Yeah Oregon is strange.  But on behalf of everyone living in the west, we appreciate you staying where you are.   I used to live in Idaho (60% public lands) and I would wander around the mountains and forests and think, "boy it sure is nice for all that population on the east coast to pay their taxes and buy me such a wonderful backyard to play in."  

As an update.  I fired up the sequoia last night.  Burns hot and fast.  But once the blaze dies down it has big coals.  I think the coal bed is mostly because I am burning such small pieces that they go all at once.  If it were a split, I think it would be very much like fir.  I kind of expected more popping and cracking like cedar, but it was pretty quiet.  I think there is about 2 cords there.  I am going to use some of the branches to make a box type rack for about a cord worth.  Then put the pieces in there.  the box will be nice looking and I will use this wood while I am able to tend the fire more.   I will put something bigger and harder on for the long burns.  I think two cords of this stuff is going to go pretty fast. 

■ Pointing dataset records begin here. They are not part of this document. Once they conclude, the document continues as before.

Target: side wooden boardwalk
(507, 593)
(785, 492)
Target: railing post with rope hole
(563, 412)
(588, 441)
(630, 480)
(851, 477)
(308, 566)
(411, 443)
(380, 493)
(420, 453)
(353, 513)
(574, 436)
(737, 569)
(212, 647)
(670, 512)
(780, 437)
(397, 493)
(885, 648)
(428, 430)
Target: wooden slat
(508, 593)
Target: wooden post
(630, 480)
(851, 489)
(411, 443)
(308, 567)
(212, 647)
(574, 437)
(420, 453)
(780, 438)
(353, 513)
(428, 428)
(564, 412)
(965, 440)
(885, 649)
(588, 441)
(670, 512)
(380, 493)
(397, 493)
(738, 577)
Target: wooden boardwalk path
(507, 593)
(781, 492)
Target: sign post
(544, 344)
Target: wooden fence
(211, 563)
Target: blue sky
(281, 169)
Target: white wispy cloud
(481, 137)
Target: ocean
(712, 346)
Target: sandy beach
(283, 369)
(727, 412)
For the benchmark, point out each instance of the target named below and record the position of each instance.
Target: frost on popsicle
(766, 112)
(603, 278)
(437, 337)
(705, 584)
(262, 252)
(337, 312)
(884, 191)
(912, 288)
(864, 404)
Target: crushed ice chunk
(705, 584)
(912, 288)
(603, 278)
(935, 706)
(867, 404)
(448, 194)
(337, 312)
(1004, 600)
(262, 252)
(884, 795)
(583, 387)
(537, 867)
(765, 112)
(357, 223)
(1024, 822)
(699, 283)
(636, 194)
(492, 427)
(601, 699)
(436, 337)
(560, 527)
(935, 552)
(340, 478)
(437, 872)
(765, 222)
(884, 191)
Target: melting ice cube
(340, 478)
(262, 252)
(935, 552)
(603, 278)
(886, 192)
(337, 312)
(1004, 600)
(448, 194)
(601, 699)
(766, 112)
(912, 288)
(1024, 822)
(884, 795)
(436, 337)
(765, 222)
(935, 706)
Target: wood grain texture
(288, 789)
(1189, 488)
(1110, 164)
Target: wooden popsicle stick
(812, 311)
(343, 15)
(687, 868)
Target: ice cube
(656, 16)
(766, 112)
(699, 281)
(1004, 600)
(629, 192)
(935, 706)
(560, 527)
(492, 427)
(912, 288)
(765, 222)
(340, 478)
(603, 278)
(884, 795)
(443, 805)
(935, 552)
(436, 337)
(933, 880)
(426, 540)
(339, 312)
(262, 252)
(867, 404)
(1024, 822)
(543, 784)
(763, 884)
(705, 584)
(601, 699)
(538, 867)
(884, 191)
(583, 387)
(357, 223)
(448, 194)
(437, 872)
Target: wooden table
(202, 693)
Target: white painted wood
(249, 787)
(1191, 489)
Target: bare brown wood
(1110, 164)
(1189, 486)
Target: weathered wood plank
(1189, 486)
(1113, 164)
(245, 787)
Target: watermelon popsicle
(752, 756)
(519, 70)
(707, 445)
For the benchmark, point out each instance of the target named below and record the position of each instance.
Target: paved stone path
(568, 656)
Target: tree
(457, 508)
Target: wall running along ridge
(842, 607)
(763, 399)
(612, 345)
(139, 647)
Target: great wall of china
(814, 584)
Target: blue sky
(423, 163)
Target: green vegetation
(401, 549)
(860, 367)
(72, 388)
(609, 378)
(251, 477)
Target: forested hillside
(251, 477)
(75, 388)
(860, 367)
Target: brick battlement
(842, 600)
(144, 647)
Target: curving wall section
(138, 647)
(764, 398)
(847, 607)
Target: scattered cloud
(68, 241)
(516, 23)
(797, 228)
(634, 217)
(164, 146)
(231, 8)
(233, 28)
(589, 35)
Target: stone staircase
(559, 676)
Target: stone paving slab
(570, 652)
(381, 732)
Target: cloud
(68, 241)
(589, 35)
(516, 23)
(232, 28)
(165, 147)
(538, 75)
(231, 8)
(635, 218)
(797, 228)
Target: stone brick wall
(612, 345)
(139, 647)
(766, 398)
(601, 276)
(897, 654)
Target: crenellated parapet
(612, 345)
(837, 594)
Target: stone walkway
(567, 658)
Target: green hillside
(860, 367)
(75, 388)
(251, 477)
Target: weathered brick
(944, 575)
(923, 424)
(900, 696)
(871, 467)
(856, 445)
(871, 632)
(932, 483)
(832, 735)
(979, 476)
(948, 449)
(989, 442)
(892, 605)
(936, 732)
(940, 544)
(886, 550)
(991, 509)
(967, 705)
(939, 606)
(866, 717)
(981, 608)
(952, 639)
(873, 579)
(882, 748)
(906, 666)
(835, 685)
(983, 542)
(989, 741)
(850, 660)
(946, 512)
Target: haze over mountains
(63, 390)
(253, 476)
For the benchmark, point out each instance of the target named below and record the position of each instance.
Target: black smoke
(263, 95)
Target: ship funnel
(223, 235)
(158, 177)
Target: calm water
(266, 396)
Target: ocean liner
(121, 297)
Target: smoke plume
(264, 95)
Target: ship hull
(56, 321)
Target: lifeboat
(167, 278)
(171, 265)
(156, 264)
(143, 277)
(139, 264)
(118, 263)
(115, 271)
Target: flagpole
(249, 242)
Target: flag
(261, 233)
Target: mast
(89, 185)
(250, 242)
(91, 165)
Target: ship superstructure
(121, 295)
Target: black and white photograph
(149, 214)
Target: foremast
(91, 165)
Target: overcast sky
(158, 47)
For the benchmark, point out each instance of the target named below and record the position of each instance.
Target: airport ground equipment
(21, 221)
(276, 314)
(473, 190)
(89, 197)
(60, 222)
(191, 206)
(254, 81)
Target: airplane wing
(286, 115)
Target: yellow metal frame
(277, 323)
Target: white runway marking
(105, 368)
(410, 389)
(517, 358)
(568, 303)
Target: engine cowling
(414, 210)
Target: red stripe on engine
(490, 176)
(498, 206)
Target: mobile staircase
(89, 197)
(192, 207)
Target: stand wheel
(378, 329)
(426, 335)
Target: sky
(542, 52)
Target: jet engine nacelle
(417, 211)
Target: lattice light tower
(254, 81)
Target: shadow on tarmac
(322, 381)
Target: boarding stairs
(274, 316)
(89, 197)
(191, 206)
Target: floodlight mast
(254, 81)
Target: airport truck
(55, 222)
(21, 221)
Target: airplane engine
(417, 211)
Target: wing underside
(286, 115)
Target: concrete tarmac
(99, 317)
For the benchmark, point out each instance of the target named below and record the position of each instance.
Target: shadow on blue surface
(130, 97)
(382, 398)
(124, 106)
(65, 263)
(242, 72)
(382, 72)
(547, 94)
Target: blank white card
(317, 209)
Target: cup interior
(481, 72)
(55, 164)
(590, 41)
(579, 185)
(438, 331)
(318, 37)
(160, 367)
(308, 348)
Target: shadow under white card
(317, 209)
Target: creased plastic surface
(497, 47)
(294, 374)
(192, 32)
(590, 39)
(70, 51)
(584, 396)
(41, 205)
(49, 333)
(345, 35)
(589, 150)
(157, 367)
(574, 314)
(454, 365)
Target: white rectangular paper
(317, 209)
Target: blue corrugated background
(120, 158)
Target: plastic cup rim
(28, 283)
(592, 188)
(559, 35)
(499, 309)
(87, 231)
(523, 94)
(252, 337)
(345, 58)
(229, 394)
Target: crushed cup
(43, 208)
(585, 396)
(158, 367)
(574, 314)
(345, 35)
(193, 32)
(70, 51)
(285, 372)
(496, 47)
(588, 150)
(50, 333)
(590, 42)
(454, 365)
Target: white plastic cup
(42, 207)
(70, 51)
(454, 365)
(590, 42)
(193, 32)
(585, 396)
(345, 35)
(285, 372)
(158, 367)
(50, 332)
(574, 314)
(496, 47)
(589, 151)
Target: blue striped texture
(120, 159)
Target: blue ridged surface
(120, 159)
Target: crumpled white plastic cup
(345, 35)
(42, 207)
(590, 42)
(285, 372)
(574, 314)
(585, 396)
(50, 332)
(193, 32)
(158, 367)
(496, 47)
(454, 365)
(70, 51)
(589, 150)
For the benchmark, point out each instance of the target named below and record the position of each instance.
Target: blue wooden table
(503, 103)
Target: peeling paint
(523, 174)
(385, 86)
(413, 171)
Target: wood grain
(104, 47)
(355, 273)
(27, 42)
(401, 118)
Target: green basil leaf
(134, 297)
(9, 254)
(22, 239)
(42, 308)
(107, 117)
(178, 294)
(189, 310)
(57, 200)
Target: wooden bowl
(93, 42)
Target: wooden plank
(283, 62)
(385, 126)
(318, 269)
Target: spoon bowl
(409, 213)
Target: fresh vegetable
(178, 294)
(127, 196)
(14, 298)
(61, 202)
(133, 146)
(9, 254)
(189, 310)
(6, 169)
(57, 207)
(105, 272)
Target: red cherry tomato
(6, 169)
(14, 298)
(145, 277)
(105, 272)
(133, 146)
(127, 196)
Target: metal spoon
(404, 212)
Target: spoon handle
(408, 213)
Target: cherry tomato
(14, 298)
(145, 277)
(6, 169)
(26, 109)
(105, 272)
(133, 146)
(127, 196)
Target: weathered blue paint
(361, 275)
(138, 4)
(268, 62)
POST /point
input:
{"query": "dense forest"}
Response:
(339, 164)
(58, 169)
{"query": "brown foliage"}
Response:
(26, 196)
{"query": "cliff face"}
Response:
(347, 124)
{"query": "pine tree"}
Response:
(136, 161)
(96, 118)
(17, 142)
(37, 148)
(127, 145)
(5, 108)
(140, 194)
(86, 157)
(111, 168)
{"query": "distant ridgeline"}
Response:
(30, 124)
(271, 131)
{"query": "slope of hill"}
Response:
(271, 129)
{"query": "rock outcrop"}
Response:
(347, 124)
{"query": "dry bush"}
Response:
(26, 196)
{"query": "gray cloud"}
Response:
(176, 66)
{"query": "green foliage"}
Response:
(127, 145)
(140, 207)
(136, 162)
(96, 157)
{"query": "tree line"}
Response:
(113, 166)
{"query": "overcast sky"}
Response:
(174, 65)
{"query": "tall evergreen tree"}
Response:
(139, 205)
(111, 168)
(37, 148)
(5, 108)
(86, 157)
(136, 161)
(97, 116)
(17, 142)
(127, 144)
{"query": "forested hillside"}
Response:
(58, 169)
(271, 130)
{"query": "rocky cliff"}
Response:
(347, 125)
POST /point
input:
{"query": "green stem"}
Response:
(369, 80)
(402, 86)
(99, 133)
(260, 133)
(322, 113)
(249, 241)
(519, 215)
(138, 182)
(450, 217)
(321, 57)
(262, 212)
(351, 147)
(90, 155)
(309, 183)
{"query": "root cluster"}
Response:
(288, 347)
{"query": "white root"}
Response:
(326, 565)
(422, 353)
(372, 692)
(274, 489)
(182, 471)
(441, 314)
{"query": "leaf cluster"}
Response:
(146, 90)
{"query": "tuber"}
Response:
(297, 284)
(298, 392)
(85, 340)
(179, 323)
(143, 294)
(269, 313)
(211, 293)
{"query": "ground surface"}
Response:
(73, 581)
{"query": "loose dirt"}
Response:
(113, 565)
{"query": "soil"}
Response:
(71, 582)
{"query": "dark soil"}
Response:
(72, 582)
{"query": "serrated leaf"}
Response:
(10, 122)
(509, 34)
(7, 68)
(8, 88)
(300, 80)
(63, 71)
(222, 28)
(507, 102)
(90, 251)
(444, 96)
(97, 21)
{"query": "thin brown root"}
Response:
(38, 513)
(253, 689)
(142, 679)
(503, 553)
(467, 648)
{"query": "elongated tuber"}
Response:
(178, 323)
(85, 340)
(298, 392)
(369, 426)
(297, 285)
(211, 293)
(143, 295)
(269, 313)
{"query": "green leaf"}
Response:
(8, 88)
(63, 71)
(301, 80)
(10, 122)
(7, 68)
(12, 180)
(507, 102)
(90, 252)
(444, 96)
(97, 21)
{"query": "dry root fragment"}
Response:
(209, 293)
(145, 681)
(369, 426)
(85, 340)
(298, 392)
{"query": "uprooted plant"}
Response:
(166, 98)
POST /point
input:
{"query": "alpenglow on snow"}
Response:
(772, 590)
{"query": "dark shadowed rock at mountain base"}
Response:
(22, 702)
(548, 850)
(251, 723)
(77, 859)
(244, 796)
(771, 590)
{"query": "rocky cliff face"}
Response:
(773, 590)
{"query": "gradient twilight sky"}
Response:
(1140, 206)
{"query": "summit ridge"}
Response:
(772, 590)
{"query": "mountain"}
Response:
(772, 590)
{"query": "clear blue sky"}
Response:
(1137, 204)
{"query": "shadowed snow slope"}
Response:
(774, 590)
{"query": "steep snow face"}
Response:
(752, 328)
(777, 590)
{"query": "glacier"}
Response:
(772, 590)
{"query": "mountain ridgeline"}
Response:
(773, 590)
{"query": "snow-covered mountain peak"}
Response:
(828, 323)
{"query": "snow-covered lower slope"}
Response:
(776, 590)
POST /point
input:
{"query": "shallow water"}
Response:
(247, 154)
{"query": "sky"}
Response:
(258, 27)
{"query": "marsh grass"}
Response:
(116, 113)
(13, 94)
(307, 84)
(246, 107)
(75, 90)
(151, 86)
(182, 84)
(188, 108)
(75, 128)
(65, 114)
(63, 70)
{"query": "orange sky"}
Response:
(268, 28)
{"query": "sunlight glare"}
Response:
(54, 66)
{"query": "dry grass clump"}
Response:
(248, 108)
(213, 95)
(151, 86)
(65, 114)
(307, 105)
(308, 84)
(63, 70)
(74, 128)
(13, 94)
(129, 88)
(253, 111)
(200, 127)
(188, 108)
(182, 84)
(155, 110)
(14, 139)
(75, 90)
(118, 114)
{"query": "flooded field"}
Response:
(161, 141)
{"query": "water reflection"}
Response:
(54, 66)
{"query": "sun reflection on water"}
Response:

Oh, It smells really nice too.  Woody, clean, fresh.  But not heavy fresh like pine, and not purfumish like cedar.  Just pleasant.  

t


----------



## basswidow (Oct 23, 2009)

You know I'm only kidding about the left coast.

I spent some time in Wyoming and I agree with your sentiments to keep things the way they are - without large populations moving into these natural areas.  

That's good news on the burn.  Sounds like you have a nice source of firewood.


----------



## Nonprophet (Oct 23, 2009)

Oregon sucks.  Really.  I hate it here.  I wish I could move back east.  It rains all the time and there's no jobs.  Oregon sucks.  Really.


NP


----------



## prajna101 (Oct 23, 2009)

Nonprophet said:
			
		

> Oregon sucks.  Really.  I hate it here.  I wish I could move back east.  It rains all the time and there's no jobs.  Oregon sucks.  Really.
> 
> 
> NP




Perfect.  Keep telling them that!  They are right you know.  Oregon sucks.  What ever you do, don't come here.  The weather and job market are far better in Michigan.  You can move there if you like.  

Todd


----------